Почему описание того, как начинают поэты, сделано прелюдией к рассмотрению заключительных фаз творчества Харди и Стивенса? Потому что поэты как поэты, и в особенности сильнейшие поэты, возвращаются к истокам в конце или в предчувствии близости конца. Критики могут с недоверием воспринимать истоки или презрительно отдавать их на откуп пожирателям падали академического мира, охотникам за истоками, но поэт-в-поэте так измучен поэтическими истоками, без всякой надежды на избавление, обычно вопреки самому себе, как чело- век-в-человеке в конце жизни измучен своими личными истоками. Эмерсон, самый недооцениваемый (в наше время) из американских психологов-моралистов, остро осознает катастрофичность возрастания разума до полного самосознания:
«Крайне нехорошо (хотя тут уж ничего не поправить), что мы открыли для себя, укоренившись в таком открытии, самый факт своего существования. Открытие это связано с идеей грехопадения. С самого момента открытия мы перестали доверять своей физической природе. Мы постигли, что познаем не прямо, но опосредованно, и что нам не дано отрегулировать фокус тех, по-разному окрашенных и искажающих реальность линз, какими мы являемся, как не дано нам и установить точную меру производимого ими искажения…»
Когда сильный поэт постигает, что он познает не прямо, а опосредованно, при посредстве предшественника (частенько — образ собирательный), он не способен, как Эмерсон, принять беспомощность всех попыток исправить свой взгляд или вычислить угол зрения, т. е. угол падения, угол ослепляющего искажения. Ничто не может быть менее великодушным, чем поэтическое «я», борющееся за выживание. Так заявляет о себе формула Эмерсонова Возмещения: «Ничто не дается просто так». Мы очарованы чужим стихотворением, и за это расплачиваемся своим стихотворением. Если наше поэтическое «я» любит другого, оно любит в другом себя; но если оно любимо и принимает эту любовь, тогда оно меньше любит себя, потому что оно знает, что не особенно заслужило любовь к себе. Поэты-как-поэты не любвеобильны, а критики слишком неохотно признают этот факт, вот почему критика все еще не обратилась к своей собственной задаче: к изучению проблематики утраты.

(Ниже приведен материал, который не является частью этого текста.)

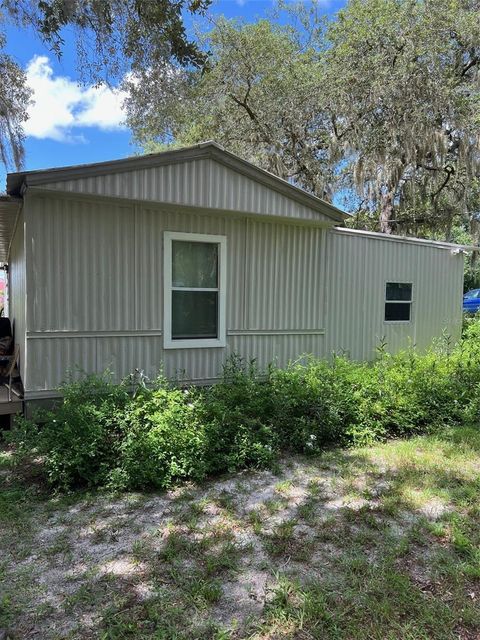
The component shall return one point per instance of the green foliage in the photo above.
(80, 438)
(237, 414)
(102, 435)
(161, 439)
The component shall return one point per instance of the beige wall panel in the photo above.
(17, 289)
(52, 360)
(200, 183)
(358, 268)
(81, 266)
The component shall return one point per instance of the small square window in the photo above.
(398, 302)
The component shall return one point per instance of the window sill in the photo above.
(194, 344)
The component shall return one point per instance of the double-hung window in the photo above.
(398, 302)
(194, 290)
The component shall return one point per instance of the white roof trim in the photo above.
(375, 235)
(17, 181)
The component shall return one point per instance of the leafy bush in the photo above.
(237, 416)
(161, 440)
(80, 438)
(102, 435)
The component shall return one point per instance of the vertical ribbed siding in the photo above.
(81, 269)
(17, 288)
(359, 267)
(202, 183)
(285, 279)
(96, 268)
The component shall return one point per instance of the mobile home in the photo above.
(176, 260)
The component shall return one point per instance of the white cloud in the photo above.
(61, 105)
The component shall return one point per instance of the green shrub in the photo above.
(79, 440)
(237, 416)
(104, 436)
(314, 404)
(161, 440)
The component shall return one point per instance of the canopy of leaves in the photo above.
(112, 38)
(382, 102)
(259, 96)
(403, 76)
(14, 99)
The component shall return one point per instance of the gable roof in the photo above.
(16, 182)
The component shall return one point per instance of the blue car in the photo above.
(471, 301)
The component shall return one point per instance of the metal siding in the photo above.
(17, 289)
(54, 360)
(81, 268)
(202, 183)
(358, 268)
(94, 268)
(285, 281)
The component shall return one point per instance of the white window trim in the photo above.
(410, 302)
(221, 241)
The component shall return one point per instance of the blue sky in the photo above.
(72, 123)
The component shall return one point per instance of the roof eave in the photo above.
(15, 181)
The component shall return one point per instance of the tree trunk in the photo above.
(475, 233)
(387, 212)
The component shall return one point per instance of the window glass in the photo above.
(399, 291)
(194, 264)
(397, 311)
(194, 314)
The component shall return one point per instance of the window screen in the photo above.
(195, 290)
(398, 302)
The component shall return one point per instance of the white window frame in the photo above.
(221, 241)
(410, 302)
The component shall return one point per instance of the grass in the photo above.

Позвольте мне редуцировать мое рассуждение к безнадежно простой форме: стихотворения, говорю я, не пишутся ни о «предметах», ни о «самих стихотворениях». Они неизбежно пишутся о других стихотворениях; стихотворение — это отклик на стихотворение, поэт — отклик на поэта, человек — на родителя. Попытка написать стихотворение возвращает поэта к истокам того, чем стихотворение было для него первоначально, и таким образом возвращает поэта в область, находящуюся по ту сторону принципа удовольствия, к решающей первой встрече и к отклику на нее, которые и становятся началом поэта. Мы не считаем У. К. Уильямса поэтом в духе Китса, и все же он начал и закончил свой путь как таковой, и поздняя слава его Зеленого Цветка — еще один отклик на поэзию Китса. Только поэт бросает вызов поэту как поэту, и потому только поэт создает поэта. Поэт-в-поэте в стихотворении всегда видит другого, предшественника, и потому стихотворение — это всегда личность, всегда отец, виновный во Втором Рождении. Для того чтобы жить, поэт вынужден неверно толковать отца в ходе критического недонесения, т. е. переписывания отца.

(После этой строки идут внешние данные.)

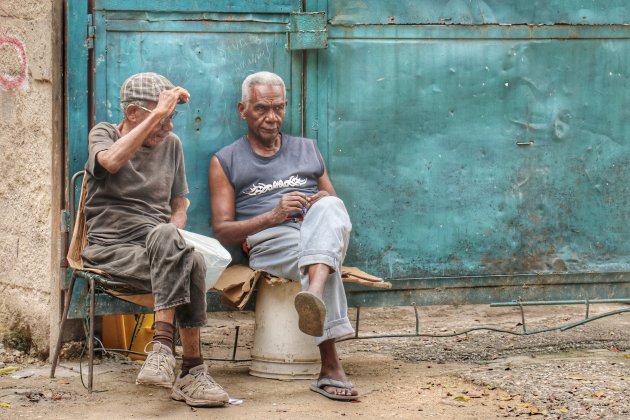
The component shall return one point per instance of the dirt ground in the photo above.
(583, 372)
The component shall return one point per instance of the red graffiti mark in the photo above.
(13, 82)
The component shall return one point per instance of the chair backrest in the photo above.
(79, 233)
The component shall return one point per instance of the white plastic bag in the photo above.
(216, 257)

Но кто такой или что такое поэтический отец? Голос другого, даймона, уже звучащий в самом поэте; голос, не способный умереть, так как он уже пережил смерть, — мертвый поэт, живущий в живом. В последней фазе сильные поэты стремятся приобщиться к Бессмертию, оживая в мертвых поэтах, уже живущих в них самих. Это позднее Возвращение Мертвых напоминает нам, читателям, о необходимости признать первоначальный мотив катастрофы поэтического воплощения. Вико, отождествлявший истоки поэзии со стремлением к дивинации (к предсказанию, но и к превращению в Бога в результате прорицания), в глубине души понимал (как Эмерсон, как Вордсворт), что стихотворение написано для того, чтобы убежать от смерти. Без преувеличения можно сказать, что стихотворение — отрицание смертности. У каждого стихотворения в таком случае два создателя: предшественник и опровергнутая смертность эфеба.

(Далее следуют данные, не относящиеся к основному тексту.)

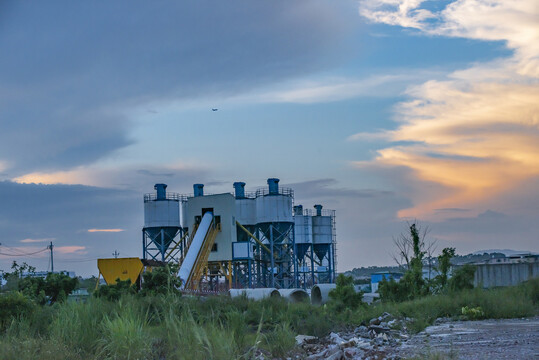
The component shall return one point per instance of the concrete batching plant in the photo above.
(241, 240)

Я заключаю, что поэт не столько человек, говорящий с человеком, сколько человек, яростно протестующий против того, что с ним говорит мертвец (предшественник), более живой, чем он сам. Поэт не желает считать себя последышем, и все же он не способен согласиться на замещение первого видения, размышляя о котором, он заключил, что оно также и видение предшественника. Быть может, поэтому поэт-в-поэте не может жениться, каков бы ни был выбор человека-в-поэте.